Herman Saiz v. State
This text of Herman Saiz v. State (Herman Saiz v. State) is published on Counsel Stack Legal Research, covering Court of Appeals of Texas primary law. Counsel Stack provides free access to over 12 million legal documents including statutes, case law, regulations, and constitutions.
Opinion
MEMORANDUM OPINION
No. 04-05-00396-CR
Herman SAIZ,
Appellant
v.
The STATE of Texas,
Appellee
From the 365th Judicial District Court, Dimmit County, Texas
Trial Court No. 04-06-02295-DCRAJA
Honorable Amado J. Abascal, III, Judge Presiding
PER CURIAM
Sitting: Sarah B. Duncan, Justice
Karen Angelini, Justice
Sandee Bryan Marion, Justice
Delivered and Filed: October 12, 2005
DISMISSED FOR LACK OF JURISDICTION
Herman Saiz appeals the trial court’s judgment convicting him of felony driving while intoxicated and sentencing him to three years in the Texas Department of Criminal Justice — Institutional Division.

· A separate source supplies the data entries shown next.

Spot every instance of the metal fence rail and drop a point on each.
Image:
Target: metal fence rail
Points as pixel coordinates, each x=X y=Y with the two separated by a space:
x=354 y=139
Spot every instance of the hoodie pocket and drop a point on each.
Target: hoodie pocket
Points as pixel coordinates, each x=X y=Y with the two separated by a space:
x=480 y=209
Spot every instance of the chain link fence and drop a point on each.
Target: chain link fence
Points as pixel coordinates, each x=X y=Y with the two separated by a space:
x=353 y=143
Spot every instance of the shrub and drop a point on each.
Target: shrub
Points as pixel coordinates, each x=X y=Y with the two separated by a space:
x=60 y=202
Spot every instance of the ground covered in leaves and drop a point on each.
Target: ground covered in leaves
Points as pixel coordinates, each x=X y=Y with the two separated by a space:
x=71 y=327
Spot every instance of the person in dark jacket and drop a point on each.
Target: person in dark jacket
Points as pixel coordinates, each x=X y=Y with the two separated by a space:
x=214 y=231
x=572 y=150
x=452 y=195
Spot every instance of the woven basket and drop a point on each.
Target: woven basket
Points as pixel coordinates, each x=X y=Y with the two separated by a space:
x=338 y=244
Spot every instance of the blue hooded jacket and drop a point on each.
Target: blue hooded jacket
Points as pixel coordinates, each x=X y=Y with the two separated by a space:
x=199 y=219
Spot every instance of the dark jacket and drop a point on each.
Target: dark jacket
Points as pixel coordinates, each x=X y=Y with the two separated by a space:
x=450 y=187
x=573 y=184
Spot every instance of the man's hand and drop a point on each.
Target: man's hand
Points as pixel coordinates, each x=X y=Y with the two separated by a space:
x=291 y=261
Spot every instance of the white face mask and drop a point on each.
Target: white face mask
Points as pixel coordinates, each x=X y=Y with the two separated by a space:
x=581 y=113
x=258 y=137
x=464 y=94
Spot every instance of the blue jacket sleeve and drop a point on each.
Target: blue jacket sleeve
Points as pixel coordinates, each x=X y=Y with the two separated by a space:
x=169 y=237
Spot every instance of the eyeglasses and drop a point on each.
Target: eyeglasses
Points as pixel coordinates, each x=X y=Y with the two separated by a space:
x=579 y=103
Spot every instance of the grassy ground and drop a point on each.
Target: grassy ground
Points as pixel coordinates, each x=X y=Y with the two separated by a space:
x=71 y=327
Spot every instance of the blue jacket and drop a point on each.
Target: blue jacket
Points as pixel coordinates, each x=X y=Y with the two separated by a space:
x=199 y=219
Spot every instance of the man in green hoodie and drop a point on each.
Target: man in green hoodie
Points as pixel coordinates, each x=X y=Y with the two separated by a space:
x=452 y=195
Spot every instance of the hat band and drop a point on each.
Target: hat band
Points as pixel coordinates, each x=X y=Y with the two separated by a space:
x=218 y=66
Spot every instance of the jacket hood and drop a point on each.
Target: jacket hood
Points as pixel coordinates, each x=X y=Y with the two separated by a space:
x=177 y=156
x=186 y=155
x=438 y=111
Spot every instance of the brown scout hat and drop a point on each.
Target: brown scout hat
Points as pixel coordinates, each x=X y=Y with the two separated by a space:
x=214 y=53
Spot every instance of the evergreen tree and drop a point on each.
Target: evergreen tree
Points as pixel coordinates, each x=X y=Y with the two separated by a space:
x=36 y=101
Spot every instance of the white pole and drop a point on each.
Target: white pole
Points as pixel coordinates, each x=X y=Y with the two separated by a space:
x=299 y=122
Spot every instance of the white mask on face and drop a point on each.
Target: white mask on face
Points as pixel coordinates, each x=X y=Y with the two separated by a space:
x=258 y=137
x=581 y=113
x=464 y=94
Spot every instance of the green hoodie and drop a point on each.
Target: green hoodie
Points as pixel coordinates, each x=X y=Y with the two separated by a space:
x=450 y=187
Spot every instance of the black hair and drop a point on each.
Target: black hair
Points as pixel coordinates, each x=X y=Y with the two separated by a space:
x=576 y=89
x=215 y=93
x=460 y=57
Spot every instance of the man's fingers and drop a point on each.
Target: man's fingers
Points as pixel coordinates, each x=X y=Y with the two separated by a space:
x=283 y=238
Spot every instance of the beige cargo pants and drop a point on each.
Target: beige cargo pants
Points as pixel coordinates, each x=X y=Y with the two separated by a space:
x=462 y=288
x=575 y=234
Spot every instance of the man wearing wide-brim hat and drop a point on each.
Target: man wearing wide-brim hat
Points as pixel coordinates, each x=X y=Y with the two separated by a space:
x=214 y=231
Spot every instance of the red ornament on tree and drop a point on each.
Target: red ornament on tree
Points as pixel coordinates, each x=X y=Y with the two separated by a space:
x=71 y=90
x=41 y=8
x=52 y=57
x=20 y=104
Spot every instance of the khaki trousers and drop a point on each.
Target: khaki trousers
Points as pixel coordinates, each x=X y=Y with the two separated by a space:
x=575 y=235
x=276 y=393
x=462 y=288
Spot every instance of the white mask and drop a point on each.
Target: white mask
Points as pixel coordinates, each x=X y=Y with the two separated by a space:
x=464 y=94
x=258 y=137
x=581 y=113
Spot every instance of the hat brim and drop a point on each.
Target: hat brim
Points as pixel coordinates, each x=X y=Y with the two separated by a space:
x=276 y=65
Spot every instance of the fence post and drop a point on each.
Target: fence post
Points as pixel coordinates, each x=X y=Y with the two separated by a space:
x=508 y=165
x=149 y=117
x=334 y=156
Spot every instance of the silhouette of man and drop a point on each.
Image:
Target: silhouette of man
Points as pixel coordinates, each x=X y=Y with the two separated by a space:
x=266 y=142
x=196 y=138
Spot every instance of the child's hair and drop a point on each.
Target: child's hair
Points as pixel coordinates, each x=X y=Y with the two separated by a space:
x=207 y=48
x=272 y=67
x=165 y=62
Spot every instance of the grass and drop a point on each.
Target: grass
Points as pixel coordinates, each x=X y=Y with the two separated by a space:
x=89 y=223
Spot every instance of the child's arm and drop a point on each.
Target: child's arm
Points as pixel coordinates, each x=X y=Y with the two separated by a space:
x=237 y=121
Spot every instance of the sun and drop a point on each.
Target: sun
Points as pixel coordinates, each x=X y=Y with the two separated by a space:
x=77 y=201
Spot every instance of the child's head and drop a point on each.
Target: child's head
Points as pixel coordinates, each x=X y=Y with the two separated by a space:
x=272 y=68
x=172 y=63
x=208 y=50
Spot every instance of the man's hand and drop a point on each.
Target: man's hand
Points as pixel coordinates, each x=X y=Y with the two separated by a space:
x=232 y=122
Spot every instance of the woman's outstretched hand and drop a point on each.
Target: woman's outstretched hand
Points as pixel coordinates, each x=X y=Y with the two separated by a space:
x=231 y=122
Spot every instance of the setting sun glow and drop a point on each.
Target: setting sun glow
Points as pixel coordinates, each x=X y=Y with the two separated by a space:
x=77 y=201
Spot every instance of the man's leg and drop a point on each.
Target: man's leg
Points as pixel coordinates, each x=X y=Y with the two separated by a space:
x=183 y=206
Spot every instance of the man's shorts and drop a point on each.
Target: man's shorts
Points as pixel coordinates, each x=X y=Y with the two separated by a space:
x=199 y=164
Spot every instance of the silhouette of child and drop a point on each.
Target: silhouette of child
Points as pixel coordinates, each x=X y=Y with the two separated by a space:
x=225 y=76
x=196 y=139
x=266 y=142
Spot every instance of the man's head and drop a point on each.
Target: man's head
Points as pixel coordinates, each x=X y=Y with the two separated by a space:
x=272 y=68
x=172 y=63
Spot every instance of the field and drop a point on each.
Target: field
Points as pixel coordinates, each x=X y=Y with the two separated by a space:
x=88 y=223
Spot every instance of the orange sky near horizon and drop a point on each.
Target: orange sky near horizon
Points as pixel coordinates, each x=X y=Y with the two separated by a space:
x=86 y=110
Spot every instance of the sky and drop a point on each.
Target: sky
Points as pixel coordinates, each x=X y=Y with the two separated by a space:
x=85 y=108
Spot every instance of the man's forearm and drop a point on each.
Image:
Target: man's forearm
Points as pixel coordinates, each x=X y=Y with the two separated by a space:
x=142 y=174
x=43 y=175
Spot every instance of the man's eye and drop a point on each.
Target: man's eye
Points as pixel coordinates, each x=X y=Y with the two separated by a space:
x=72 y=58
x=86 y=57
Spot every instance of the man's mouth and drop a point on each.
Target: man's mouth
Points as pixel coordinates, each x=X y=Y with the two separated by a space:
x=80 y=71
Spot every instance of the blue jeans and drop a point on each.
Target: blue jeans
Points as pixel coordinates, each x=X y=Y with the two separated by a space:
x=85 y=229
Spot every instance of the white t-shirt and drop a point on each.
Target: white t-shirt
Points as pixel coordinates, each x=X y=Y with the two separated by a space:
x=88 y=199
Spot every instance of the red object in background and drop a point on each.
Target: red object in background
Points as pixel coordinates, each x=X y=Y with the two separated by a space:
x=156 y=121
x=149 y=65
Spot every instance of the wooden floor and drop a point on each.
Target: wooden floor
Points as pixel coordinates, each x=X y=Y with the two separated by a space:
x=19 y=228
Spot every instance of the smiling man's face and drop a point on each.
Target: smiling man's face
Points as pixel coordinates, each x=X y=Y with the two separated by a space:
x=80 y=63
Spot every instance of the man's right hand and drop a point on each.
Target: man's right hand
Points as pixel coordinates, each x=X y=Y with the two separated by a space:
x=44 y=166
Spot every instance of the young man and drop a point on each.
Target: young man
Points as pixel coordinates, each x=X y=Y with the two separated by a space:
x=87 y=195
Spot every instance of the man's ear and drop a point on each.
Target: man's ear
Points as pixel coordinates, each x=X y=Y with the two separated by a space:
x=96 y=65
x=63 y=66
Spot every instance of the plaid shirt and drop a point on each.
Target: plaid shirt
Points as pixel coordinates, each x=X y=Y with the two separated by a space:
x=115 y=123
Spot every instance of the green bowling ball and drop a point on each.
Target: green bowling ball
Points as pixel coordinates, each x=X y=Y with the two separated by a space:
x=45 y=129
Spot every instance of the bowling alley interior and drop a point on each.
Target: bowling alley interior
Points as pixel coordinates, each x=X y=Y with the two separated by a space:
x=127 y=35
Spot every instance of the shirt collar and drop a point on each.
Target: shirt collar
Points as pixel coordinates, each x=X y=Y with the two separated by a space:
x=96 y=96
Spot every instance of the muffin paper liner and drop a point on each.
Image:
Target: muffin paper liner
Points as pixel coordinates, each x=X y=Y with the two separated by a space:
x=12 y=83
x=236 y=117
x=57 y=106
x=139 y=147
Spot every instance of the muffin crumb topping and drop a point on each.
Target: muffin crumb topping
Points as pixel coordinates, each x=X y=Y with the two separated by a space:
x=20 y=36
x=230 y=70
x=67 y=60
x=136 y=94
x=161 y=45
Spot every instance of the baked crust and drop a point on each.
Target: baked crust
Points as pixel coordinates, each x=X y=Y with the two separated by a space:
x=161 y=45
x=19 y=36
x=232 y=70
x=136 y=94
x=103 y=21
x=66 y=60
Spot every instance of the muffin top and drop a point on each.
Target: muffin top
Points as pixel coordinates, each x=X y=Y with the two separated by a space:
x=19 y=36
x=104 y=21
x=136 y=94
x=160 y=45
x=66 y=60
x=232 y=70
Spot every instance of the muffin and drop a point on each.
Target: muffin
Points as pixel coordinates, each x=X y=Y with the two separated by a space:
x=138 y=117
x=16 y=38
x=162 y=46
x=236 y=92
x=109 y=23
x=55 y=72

The trial court imposed sentence on Saiz on April 8, 2005, and Saiz did not file a motion for new trial. The deadline for filing a notice of appeal was therefore May 9, 2005, thirty days after sentence was imposed. See Tex. R. App. P. 26.2(a)(1). Saiz did not file his notice of appeal until May 26, 2005, and he did not file a motion for extension of time to file the notice of appeal. See Tex. R. App. P. 26.3.
Saiz contends his May 26, 2005 notice of appeal was timely filed “based on the time frame that began when the appealable order [the Judgment] was filed in these proceedings, that is, ... May 2, 2005.” However, the time for appealing a criminal judgment “begins to run ‘on the day sentence is imposed or suspended in open court’ rather than when the written judgment/sentence is signed” or filed. Coffey v. State, 979 S.W.2d 326, 328 (Tex. Crim. App. 1998) (quoting Rodarte v. State, 860 S.W.2d 108, 109 (Tex. Crim. App. 1993)). “[I]t is the pronouncement of sentence that is the appealable event, and the written sentence or order simply memorializes it.” Coffey, 979 S.W.2d at 328.
Because the notice of appeal in this case was not timely filed, we lack jurisdiction to entertain the appeal. See Olivo v. State, 918 S.W.2d 519, 522 (Tex. Crim. App. 1996); see also Ater v. Eighth Court of Appeals, 802 S.W.2d 241 (Tex. Crim. App. 1991) (explaining that writ of habeas corpus pursuant to article 11.07 of the Texas Code of Criminal Procedure governs out-of-time appeals from felony convictions). Accordingly, we dismiss this appeal for want of jurisdiction.